Die Rhipsalis Ramaloris fühlt sich bei normalen Zimmertemperaturen zwischen 18 und 25 °C am wohlsten. Im Winter sollte die Temperatur nicht unter 12 °C fallen, und kalte Zugluft mag sie gar nicht. Eine normale Zimmerluftfeuchtigkeit von 40-60 % genügt vollkommen.

Besonders gut macht sie sich als hängende Akzentpflanze im Wohnzimmer, in der Küche oder im Badezimmer. Da sie hervorragend mit weniger Licht zurechtkommt, ist sie auch ideal für Wohnungen mit nordseitiger Lage oder als Büropflanze geeignet.

Häufige Probleme und Lösungen

Werden die Triebe weich, gelb oder bilden braune Stellen, wurde meist zu viel gegossen. Reduziere die Wassergaben und prüfe die Wurzeln. Schrumpfen die Triebe ein und wirken faltig, fehlt der Pflanze Wasser — dann durchdringend gießen und überschüssiges Wasser abfließen lassen.

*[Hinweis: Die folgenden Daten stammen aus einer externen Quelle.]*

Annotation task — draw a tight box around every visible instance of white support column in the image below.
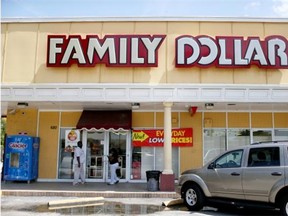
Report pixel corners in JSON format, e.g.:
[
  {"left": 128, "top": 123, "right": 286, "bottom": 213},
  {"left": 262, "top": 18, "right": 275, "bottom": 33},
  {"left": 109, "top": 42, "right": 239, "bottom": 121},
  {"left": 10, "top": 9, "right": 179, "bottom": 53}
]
[{"left": 162, "top": 102, "right": 173, "bottom": 174}]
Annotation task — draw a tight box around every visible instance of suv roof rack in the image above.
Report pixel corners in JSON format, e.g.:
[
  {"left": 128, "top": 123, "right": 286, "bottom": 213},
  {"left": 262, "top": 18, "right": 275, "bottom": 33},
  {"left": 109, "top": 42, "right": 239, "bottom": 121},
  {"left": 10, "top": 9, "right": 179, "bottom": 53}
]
[{"left": 251, "top": 140, "right": 288, "bottom": 145}]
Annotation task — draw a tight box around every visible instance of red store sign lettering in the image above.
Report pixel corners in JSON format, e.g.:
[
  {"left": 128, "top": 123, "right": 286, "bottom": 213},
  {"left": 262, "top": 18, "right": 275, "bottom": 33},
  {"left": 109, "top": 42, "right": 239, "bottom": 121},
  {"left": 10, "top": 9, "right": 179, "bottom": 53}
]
[{"left": 47, "top": 35, "right": 288, "bottom": 69}]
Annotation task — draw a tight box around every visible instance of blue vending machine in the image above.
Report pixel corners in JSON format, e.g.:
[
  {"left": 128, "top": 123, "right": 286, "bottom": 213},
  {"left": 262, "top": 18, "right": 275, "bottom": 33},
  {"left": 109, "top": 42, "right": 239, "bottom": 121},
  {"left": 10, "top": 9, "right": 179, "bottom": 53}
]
[{"left": 3, "top": 135, "right": 40, "bottom": 183}]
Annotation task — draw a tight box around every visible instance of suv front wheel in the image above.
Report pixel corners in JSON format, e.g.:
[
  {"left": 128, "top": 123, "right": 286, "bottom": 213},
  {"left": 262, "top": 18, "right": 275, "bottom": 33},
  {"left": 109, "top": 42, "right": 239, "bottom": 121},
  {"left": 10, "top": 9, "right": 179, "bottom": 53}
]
[
  {"left": 183, "top": 184, "right": 205, "bottom": 211},
  {"left": 280, "top": 197, "right": 288, "bottom": 215}
]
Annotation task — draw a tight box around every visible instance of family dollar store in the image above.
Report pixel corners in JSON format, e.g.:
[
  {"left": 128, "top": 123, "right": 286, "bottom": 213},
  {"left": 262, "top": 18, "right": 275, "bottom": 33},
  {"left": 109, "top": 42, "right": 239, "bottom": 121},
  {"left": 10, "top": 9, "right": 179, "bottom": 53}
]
[{"left": 1, "top": 18, "right": 288, "bottom": 189}]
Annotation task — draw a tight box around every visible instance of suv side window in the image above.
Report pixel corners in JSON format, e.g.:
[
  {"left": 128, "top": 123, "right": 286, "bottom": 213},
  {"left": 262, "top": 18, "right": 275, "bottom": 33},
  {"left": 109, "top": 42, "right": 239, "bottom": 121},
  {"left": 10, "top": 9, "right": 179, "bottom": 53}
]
[
  {"left": 215, "top": 150, "right": 243, "bottom": 168},
  {"left": 248, "top": 147, "right": 280, "bottom": 167}
]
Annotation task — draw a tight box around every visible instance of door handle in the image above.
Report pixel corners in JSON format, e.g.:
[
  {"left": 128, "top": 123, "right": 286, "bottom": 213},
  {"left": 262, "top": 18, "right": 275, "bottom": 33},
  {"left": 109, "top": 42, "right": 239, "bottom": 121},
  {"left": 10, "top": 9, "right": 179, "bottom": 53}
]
[
  {"left": 271, "top": 172, "right": 282, "bottom": 176},
  {"left": 231, "top": 172, "right": 240, "bottom": 176}
]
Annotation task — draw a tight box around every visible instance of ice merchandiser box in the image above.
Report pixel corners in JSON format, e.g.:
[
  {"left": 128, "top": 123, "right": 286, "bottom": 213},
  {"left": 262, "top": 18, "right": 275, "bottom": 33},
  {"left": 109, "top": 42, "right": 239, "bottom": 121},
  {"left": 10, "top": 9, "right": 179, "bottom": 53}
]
[{"left": 4, "top": 135, "right": 40, "bottom": 183}]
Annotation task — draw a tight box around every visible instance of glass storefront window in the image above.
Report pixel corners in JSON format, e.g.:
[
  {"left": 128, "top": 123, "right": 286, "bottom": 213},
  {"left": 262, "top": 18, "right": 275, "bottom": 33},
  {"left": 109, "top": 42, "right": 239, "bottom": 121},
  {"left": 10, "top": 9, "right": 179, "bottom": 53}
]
[
  {"left": 131, "top": 147, "right": 179, "bottom": 180},
  {"left": 227, "top": 128, "right": 250, "bottom": 150},
  {"left": 274, "top": 129, "right": 288, "bottom": 140},
  {"left": 203, "top": 128, "right": 226, "bottom": 164},
  {"left": 253, "top": 130, "right": 272, "bottom": 143}
]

Schädlinge wie Wollläuse oder Spinnmilben treten bei guter Pflege selten auf. Falls doch: mit warmem Seifenwasser abspülen oder einen milden, pflanzenbasierten Insektenschutz nutzen. Regelmäßiges Absprühen mit kalkarmem Wasser hilft präventiv.

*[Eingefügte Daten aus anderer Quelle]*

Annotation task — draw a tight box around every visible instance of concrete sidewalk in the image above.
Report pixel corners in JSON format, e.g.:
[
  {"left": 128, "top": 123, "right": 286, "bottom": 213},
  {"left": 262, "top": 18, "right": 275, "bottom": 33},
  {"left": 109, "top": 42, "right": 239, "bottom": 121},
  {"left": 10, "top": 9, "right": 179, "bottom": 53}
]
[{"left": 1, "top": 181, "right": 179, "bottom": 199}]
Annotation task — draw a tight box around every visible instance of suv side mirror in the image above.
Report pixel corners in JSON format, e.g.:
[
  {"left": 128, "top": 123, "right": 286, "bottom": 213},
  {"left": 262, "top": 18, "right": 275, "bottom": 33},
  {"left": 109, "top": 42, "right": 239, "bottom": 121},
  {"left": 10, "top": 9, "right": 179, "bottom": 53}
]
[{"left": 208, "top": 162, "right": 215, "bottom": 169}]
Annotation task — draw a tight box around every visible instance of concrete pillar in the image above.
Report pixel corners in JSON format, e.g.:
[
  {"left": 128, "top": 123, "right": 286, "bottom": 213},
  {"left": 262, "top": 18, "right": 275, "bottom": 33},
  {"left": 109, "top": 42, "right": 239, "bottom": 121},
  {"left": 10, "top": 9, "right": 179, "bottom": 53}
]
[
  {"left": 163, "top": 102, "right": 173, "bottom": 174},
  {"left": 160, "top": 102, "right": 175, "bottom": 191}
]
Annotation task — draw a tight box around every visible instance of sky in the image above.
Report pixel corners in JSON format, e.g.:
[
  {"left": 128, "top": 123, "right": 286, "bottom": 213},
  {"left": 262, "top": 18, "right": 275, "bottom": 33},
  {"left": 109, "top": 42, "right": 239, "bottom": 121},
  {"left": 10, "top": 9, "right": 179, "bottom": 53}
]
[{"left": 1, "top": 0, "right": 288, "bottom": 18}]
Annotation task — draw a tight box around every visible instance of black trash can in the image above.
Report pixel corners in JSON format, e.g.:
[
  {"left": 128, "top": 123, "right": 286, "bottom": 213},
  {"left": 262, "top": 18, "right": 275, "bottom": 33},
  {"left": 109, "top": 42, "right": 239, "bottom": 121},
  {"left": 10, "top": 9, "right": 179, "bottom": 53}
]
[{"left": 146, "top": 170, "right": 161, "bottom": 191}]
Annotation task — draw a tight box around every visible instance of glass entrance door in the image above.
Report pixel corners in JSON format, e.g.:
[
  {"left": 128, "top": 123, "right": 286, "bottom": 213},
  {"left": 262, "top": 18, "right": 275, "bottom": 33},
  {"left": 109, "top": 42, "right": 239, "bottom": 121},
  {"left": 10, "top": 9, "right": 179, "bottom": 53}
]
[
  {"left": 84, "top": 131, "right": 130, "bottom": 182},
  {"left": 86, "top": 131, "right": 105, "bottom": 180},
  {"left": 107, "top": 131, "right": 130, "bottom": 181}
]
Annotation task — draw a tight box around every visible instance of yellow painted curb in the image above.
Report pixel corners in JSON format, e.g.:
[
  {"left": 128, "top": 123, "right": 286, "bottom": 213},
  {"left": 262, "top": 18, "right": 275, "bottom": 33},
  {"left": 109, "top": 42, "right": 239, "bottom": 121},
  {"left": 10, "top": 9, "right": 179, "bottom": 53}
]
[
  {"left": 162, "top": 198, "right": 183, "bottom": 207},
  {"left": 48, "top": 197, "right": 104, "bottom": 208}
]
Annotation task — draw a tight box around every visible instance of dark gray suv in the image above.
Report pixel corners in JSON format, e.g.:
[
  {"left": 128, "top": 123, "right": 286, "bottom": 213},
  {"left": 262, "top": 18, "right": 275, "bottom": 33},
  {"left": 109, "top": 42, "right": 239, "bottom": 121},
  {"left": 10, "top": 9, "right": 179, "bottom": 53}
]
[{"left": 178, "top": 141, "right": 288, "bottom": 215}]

Vermehrung der Rhipsalis Ramaloris

Die Vermehrung der Rhipsalis Ramaloris ist denkbar einfach: Schneide einen 10-15 cm langen Triebabschnitt ab, lass die Schnittstelle 1-2 Tage antrocknen und stecke ihn dann in feuchte, sandige Erde. Nach 4-6 Wochen bilden sich neue Wurzeln und du hast eine zweite Pflanze.

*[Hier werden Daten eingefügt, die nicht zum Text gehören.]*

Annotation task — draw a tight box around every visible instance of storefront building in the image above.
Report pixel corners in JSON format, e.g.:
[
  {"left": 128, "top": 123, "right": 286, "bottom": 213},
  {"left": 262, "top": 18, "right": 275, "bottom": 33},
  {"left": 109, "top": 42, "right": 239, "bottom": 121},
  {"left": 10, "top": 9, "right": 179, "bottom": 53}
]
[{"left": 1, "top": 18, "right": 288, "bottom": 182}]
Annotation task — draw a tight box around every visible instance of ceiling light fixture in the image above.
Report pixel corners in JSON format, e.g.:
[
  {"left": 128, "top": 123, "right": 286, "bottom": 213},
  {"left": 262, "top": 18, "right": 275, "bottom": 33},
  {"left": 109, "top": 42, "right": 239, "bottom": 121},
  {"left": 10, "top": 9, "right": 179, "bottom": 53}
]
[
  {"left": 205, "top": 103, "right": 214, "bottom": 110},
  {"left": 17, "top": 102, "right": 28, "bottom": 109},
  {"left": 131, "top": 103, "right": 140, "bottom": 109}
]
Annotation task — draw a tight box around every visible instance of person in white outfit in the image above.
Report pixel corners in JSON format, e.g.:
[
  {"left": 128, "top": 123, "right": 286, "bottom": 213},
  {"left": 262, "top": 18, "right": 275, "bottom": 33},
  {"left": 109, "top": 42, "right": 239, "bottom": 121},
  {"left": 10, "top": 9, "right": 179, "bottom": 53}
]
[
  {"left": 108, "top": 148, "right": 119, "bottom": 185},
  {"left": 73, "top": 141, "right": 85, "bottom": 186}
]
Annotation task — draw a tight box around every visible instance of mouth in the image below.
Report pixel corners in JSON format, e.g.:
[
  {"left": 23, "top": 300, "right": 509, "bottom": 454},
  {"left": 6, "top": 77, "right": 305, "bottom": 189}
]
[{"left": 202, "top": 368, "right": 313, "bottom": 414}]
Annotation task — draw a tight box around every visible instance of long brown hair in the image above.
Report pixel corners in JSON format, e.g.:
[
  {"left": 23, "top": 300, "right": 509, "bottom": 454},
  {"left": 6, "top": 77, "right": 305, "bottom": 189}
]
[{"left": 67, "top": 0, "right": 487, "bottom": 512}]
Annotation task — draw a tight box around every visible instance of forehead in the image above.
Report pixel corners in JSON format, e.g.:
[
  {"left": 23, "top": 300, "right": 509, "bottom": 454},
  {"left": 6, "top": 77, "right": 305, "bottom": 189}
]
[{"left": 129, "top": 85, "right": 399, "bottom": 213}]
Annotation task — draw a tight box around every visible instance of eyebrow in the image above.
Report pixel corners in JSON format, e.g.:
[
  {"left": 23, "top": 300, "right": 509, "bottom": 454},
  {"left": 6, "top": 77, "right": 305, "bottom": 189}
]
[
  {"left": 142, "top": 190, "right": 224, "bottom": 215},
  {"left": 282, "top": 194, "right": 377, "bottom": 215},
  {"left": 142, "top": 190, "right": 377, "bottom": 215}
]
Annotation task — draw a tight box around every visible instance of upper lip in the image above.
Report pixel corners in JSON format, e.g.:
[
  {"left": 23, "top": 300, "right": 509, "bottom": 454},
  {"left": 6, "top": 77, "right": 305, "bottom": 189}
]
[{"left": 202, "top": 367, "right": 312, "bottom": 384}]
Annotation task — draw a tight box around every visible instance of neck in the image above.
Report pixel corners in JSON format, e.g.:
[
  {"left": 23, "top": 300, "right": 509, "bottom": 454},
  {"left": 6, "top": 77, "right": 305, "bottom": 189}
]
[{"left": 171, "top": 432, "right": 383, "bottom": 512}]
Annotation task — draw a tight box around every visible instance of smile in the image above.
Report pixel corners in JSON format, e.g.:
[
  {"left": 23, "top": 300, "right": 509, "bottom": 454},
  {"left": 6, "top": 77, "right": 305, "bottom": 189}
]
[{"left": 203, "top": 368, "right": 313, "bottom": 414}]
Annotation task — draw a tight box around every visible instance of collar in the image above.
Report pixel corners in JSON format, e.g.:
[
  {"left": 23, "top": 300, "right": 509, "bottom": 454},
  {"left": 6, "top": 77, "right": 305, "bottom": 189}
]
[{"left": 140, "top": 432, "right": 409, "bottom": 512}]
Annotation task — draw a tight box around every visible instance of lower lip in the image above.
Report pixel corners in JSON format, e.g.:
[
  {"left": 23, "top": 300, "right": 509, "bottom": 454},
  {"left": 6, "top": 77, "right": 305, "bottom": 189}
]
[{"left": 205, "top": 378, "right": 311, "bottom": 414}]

So kannst du deine Sammlung Schritt für Schritt erweitern oder Freunden und Familie ein lebendiges Geschenk machen. Mit etwas Geduld und der richtigen Pflege wirst du viele Jahre Freude an der eleganten Rhipsalis Ramaloris haben.

FAQ

Häufige Fragen zu dieser Pflanze.

Wie oft muss ich die Rhipsalis Ramaloris gießen?
Gieße deine Rhipsalis Ramaloris erst, wenn die oberste Erdschicht abgetrocknet ist. Im Sommer ist das meist alle 7-10 Tage der Fall, im Winter reichen Wassergaben alle 2-3 Wochen. Staunässe solltest du unbedingt vermeiden.
Ist die Rhipsalis Ramaloris giftig für Haustiere?
Nein, die Rhipsalis Ramaloris gilt laut ASPCA als ungiftig für Hunde, Katzen und Menschen. Sie kann also bedenkenlos in Haushalten mit Haustieren oder kleinen Kindern aufgestellt werden.
Welcher Standort ist für die Rhipsalis Ramaloris ideal?
Die Rhipsalis Ramaloris bevorzugt einen hellen Standort mit indirektem Licht. Halbschatten ist perfekt. Direkte Mittagssonne solltest du vermeiden, da die zarten Triebe sonst Verbrennungen erleiden können. Ost- oder Westfenster funktionieren am besten.
Wie vermehre ich die Rhipsalis Ramaloris?
Schneide einen 10-15 cm langen Triebabschnitt ab, lass die Schnittstelle 1-2 Tage antrocknen und stecke ihn dann in feuchte, sandige Erde. Nach 4-6 Wochen bilden sich neue Wurzeln — fertig.
Warum werden die Triebe meiner Rhipsalis Ramaloris weich?
Weiche oder gelbe Triebe sind meist ein Zeichen für Überwässerung. Reduziere die Wassergaben sofort und prüfe die Wurzeln. Schrumpfen die Triebe dagegen und wirken faltig, leidet die Pflanze unter Wassermangel — dann ausgiebig gießen.